Configurable applications can also have subcommands. Subcommands are modeled after git, and are called with the form command subcommand [...args]. For instance, the QtConsole is a subcommand of terminal IPython:

$ ipython qtconsole --profile myprofile

Subcommands are specified as a dictionary on Application instances, mapping subcommand names to 2-tuples containing:

  1. The application class for the subcommand, or a string which can be imported to give this.
  2. A short description of the subcommand for use in help output.
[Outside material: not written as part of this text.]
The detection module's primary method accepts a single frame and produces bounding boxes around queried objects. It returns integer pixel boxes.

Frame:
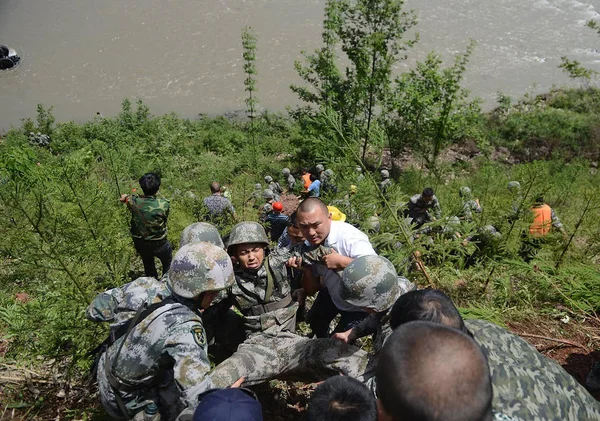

To see a list of the available aliases, flags, and subcommands for a configurable application, simply pass -h or --help. And to see the full list of configurable options (very long), pass --help-all.

Design requirements

Here are the main requirements we wanted our configuration system to have:

  • Support for hierarchical configuration information.
  • Full integration with command line option parsers. Often, you want to read a configuration file, but then override some of the values with command line options. Our configuration system automates this process and allows each command line option to be linked to a particular attribute in the configuration hierarchy that it will override.
  • Configuration files that are themselves valid Python code. This accomplishes many things. First, it becomes possible to put logic in your configuration files that sets attributes based on your operating system, network setup, Python version, etc. Second, Python has a super simple syntax for accessing hierarchical data structures, namely regular attribute access ( Third, using Python makes it easy for users to import configuration attributes from one configuration file to another. Fourth, even though Python is dynamically typed, it does have types that can be checked at runtime. Thus, a 1 in a config file is the integer ‘1’, while a '1' is a string.
  • A fully automated method for getting the configuration information to the classes that need it at runtime. Writing code that walks a configuration hierarchy to extract a particular attribute is painful. When you have complex configuration information with hundreds of attributes, this makes you want to cry.
  • Type checking and validation that doesn’t require the entire configuration hierarchy to be specified statically before runtime. Python is a very dynamic language and you don’t always know everything that needs to be configured when a program starts.